This is a riddle/challenge that I’m posting for the readers. I cannot figure this out on my own and I’m requesting your help.
I plotted these three charts when I was analyzing some basketball trends over the years:
- Average number of league-wide team points by season
- Average number of league-wide (estimated) team possessions by season
- Average league-wide team field goal percentage by season
The three charts are shown below.
When I plotted the charts, I was surprised at how similar the contours of the plots were. I had to check again to make sure that I wasn’t plotting the same chart three times.
It can be seen that the three variables (league-wide average of team points scored, team possessions, and team field goal percentage) are highly correlated with each other throughout the years. A simple correlation analysis confirmed the strength of relationships amongst the variables.
|League-wide Average Team Points||League-wide Average Team Possessions||League-wide Average Team FGP|
|League-wide Average Team Points||1|
|League-wide Average Team Possessions||0.959||1|
|League-wide Average Team FGP||0.94||0.866||1|
To a degree, this made sense.
If teams record higher field goal percentages, then they’re likely to score more. So the correlation between the league-wide average of team field goal percentage and that of team points scored made sense.
Also, if teams record higher numbers of possessions, then they’re likely to score more. So the correlation between the league-wide average of team possessions and that of team points scored also made sense.

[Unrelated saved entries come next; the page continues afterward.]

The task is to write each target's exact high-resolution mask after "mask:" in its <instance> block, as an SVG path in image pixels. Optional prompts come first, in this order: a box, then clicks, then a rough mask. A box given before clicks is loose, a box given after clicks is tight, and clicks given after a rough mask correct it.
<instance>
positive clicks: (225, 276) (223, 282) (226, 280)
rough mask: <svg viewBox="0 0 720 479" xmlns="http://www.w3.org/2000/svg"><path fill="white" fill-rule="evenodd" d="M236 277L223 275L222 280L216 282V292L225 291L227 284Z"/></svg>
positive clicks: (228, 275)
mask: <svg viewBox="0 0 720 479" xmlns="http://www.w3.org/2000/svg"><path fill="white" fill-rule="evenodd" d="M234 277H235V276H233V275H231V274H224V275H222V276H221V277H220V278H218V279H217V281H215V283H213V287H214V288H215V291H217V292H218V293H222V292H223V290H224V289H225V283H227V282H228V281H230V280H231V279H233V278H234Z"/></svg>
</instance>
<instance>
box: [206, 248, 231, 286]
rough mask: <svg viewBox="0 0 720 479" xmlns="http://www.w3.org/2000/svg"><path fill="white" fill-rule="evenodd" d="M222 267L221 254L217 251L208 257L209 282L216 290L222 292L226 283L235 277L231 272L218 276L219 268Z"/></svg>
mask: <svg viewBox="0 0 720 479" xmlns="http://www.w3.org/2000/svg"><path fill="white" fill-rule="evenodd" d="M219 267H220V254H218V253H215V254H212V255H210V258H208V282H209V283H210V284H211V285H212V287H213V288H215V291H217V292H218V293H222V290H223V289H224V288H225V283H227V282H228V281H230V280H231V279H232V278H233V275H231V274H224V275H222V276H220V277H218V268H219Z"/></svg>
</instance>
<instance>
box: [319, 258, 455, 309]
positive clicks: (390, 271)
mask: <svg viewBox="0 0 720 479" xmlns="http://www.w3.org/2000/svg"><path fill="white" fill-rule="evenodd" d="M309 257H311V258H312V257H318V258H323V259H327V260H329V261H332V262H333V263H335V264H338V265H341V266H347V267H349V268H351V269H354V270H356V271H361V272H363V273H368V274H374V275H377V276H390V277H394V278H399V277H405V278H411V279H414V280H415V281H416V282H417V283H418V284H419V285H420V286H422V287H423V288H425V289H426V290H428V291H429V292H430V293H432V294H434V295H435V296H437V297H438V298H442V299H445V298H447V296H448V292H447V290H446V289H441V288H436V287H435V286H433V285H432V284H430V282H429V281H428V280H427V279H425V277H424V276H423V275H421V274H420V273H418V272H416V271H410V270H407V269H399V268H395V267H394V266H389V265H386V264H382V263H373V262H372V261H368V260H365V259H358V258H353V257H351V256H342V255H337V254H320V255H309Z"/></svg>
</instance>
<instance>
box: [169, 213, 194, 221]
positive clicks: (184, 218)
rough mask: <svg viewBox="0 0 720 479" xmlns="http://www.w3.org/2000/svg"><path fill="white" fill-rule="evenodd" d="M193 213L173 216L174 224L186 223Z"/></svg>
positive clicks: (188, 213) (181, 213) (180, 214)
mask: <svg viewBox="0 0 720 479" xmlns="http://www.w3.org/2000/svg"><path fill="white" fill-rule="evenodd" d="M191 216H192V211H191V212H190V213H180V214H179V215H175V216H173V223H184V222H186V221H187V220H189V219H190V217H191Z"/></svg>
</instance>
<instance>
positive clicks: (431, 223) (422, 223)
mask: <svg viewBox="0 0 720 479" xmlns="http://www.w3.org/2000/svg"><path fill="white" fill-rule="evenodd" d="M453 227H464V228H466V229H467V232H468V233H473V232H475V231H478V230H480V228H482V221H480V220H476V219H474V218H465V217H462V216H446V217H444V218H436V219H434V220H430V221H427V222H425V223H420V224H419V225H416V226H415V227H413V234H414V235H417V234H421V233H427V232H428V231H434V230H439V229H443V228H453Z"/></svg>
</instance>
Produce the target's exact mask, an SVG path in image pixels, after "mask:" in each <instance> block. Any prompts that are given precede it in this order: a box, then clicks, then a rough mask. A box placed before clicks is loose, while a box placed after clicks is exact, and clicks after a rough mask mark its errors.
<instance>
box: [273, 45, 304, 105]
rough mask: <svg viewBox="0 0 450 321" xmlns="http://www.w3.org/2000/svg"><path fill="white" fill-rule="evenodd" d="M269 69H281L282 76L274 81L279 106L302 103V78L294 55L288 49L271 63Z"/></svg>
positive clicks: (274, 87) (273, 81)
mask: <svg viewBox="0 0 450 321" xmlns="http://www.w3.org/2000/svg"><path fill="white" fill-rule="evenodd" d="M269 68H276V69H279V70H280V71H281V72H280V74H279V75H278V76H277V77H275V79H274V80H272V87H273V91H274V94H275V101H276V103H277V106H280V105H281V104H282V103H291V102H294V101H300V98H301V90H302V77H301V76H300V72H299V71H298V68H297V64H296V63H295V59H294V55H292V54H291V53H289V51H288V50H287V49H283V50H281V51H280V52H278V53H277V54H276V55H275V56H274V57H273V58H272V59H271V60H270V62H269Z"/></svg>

What struck me odd was the strong relationship between the league-wide average of team field goal percentage and that of team possessions, because I was unable to find the same strong relationship in the non-aggregate, raw games data.
This is the correlation matrix when I used raw games data (instead of using league-wide averages) to examine the strength of relationships among the three variables:
|Team Points||Team Possessions||Team FGP|
We still see relatively strong correlations between:
- Team Points vs. Team Possessions (r = 0.548)
- Team Points vs. Team Field Goal Percentage (r = 0.696)
However, notice the weak relationship between:
- Team Possessions vs. Team Field Goal Percentage (0.076)
In league-wide averages, team field goal percentage and team possessions had a much stronger relationship (r = 0.866).
So my question is this: Why is there a strong relationship between the league-wide average of team possessions and team FGP but there isn’t a strong relationship between the team possessions and team FGP of actual games? Does averaging strengthen correlations between variables by removing variance? Does averaging amplify the correlation strength?
I’d love to know. Please enlighten me.